Director general of the IIB Andrew Paddick has welcomed NIG managing director John Carrier's undertaking that the company will maintain its special relationship with brokers.

He said brokers would be pleased to see NIG continue to survive with a strong parent company.

"I am pleased with the statement that NIG will be retaining its autonomy," he said. "Brokers have been concerned at the possibility that NIG might disappear, so we should be glad that it will continue with a stronger parent company."

AiiB chairman Mike Slack was also satisfied with assurances from NIG's new owners over client confidentiality. He said: "Winterthur's philosophy is to develop in both direct and indirect markets.
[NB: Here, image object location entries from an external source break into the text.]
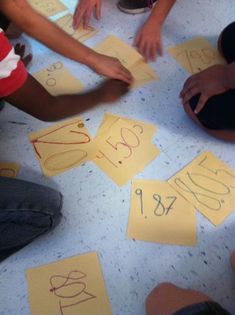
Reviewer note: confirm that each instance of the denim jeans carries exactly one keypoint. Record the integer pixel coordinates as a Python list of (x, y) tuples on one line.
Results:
[(27, 210)]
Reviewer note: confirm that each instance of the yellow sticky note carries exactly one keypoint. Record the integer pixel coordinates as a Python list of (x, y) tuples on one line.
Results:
[(124, 150), (109, 119), (114, 47), (47, 7), (79, 34), (62, 146), (57, 80), (68, 287), (129, 57), (209, 185), (196, 55), (9, 169), (159, 214)]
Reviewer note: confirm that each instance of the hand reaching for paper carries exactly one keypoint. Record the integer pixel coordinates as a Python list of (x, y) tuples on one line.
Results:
[(112, 68), (207, 83), (84, 10), (148, 41), (112, 90)]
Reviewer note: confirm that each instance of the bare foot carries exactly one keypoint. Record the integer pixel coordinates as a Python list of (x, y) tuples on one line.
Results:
[(232, 260)]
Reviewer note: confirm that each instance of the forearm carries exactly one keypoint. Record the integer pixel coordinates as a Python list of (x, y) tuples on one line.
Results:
[(161, 11), (33, 99), (69, 105), (35, 25), (230, 76)]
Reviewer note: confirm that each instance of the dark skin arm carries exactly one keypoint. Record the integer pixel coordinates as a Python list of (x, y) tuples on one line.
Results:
[(33, 99), (148, 39), (212, 81), (28, 20)]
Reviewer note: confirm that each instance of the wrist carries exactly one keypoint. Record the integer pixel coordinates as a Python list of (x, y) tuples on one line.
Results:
[(154, 22), (91, 59), (229, 76)]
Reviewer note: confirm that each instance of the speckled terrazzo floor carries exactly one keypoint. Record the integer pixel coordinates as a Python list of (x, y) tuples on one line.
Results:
[(95, 209)]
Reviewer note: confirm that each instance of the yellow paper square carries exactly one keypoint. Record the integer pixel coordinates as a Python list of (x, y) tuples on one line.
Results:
[(159, 214), (80, 34), (114, 47), (130, 58), (209, 185), (124, 150), (47, 7), (57, 80), (62, 146), (9, 169), (68, 287), (109, 119), (196, 55)]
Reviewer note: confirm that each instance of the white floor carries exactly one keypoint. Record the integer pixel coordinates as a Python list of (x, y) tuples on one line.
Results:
[(95, 209)]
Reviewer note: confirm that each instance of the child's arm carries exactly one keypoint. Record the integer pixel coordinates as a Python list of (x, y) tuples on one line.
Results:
[(84, 11), (210, 82), (148, 39), (31, 22), (33, 99)]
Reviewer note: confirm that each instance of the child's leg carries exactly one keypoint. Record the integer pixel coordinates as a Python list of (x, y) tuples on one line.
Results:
[(217, 116), (33, 99), (27, 210), (233, 261), (166, 299)]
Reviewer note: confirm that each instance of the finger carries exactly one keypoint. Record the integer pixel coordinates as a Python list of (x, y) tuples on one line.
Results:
[(137, 39), (17, 48), (189, 84), (77, 17), (187, 88), (98, 11), (22, 51), (160, 49), (124, 75), (153, 52), (201, 103), (26, 60), (86, 18), (189, 94), (147, 51), (141, 45)]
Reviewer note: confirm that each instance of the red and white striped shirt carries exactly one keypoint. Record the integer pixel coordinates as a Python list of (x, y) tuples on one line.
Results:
[(13, 73)]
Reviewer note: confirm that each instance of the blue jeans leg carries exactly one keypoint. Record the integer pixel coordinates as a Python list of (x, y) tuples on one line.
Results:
[(27, 210)]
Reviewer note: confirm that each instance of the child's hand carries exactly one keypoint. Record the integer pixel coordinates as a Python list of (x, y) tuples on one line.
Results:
[(111, 90), (208, 83), (112, 68), (84, 11), (148, 41), (20, 50)]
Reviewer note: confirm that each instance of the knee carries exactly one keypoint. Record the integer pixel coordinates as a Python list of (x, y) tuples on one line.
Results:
[(160, 290), (225, 41), (158, 296)]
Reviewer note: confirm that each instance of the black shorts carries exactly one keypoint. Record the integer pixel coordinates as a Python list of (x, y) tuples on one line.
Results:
[(219, 111), (205, 308)]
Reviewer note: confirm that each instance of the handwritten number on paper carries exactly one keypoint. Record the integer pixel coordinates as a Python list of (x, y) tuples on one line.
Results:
[(205, 55), (161, 208), (205, 182), (71, 289)]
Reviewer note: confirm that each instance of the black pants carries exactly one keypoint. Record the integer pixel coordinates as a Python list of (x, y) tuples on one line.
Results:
[(27, 210), (219, 111)]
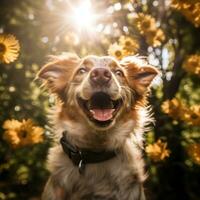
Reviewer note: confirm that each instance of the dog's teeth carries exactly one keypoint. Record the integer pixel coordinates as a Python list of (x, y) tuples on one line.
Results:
[(92, 111)]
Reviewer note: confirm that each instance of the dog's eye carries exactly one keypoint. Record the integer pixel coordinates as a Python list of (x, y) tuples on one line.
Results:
[(119, 73), (81, 71)]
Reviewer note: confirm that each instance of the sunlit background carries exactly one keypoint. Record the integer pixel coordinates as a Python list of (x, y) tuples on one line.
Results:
[(165, 33)]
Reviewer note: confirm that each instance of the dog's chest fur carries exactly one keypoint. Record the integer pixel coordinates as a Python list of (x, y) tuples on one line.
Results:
[(117, 179)]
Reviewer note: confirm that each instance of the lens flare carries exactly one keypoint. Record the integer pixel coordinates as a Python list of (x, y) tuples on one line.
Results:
[(83, 16)]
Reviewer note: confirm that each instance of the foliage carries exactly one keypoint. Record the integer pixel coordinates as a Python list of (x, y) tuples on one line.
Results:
[(165, 32)]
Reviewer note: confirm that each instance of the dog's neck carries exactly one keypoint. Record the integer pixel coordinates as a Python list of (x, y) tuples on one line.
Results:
[(83, 136)]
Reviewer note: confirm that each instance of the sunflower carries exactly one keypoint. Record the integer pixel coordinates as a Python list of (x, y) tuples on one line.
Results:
[(23, 133), (116, 50), (130, 45), (157, 151), (193, 151), (9, 48), (173, 108), (192, 64), (192, 115), (189, 8)]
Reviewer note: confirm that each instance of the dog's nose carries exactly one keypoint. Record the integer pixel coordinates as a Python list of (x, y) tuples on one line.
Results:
[(100, 76)]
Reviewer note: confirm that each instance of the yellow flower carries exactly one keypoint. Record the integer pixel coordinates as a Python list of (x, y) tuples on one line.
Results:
[(147, 27), (177, 110), (189, 8), (192, 64), (194, 152), (157, 151), (24, 133), (191, 115), (9, 48), (116, 50), (130, 45), (11, 124), (172, 107)]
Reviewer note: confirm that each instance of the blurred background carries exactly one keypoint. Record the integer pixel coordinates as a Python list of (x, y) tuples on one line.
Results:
[(165, 32)]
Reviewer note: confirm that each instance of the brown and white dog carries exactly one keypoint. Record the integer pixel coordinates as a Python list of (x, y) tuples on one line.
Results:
[(100, 117)]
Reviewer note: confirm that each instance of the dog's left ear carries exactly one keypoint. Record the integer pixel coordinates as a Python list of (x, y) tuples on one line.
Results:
[(139, 74), (57, 73)]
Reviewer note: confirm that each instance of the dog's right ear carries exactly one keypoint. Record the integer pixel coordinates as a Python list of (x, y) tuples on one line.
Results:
[(57, 73)]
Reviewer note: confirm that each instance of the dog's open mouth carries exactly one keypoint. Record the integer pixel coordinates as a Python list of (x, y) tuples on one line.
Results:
[(100, 108)]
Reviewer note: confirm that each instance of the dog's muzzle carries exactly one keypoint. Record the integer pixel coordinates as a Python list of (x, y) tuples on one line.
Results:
[(100, 108)]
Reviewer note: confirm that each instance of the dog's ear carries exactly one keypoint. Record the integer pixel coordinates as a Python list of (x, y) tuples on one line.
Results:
[(139, 74), (57, 73)]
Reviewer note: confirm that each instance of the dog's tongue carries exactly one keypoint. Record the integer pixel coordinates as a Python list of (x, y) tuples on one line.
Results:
[(102, 114)]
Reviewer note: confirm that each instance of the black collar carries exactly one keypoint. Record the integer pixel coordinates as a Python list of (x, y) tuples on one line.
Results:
[(81, 157)]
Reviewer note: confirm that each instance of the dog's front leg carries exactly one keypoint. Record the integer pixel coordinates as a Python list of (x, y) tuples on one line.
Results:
[(53, 191)]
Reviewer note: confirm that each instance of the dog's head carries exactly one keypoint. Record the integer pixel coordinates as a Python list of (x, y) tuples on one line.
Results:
[(98, 90)]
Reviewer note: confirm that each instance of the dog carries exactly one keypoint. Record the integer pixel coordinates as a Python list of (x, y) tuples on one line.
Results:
[(99, 121)]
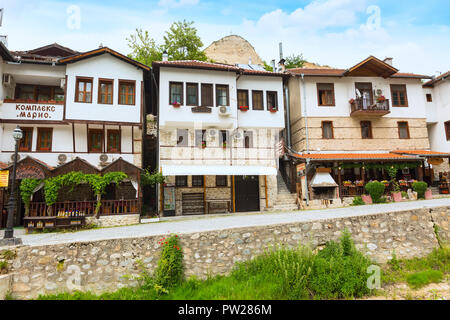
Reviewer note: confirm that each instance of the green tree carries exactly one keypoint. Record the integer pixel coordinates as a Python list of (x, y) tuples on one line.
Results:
[(183, 43), (294, 61), (144, 48)]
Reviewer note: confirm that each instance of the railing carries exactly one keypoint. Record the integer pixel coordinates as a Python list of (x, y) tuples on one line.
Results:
[(86, 208), (367, 104)]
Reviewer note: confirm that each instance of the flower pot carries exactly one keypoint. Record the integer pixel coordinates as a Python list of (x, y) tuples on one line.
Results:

They have told me there will be no conflict of interest."

Mr Slack said direct writers were under increasing pressure to enter the broker channel because of the burgeoning cost of their massive advertising budgets.

But some brokers were more unsettled by the longer-term prospects of the takeover.

John Calvert of brokers Calvert and Co in Barrow-in-Furness, Cumbria, said: "There are fears in the back of brokers' minds that Churchill will make NIG's rates uncompetitive."

He accepted Churchill chairman Martin Long's assurances that the two insurers will remain separate and NIG will not give details of its clients to Churchill. But he stressed: "Churchill's chairman has personally guaranteed that brokers' client ownership will remain unaffected. I am sure what he says is right, but what happens after he steps down?"

However, BIBA chief executive Mike Williams described such concerns as "undue pessimism".

He said NIG's performance has been broker-friendly in the past and there was no evidence that its new parent company would change this.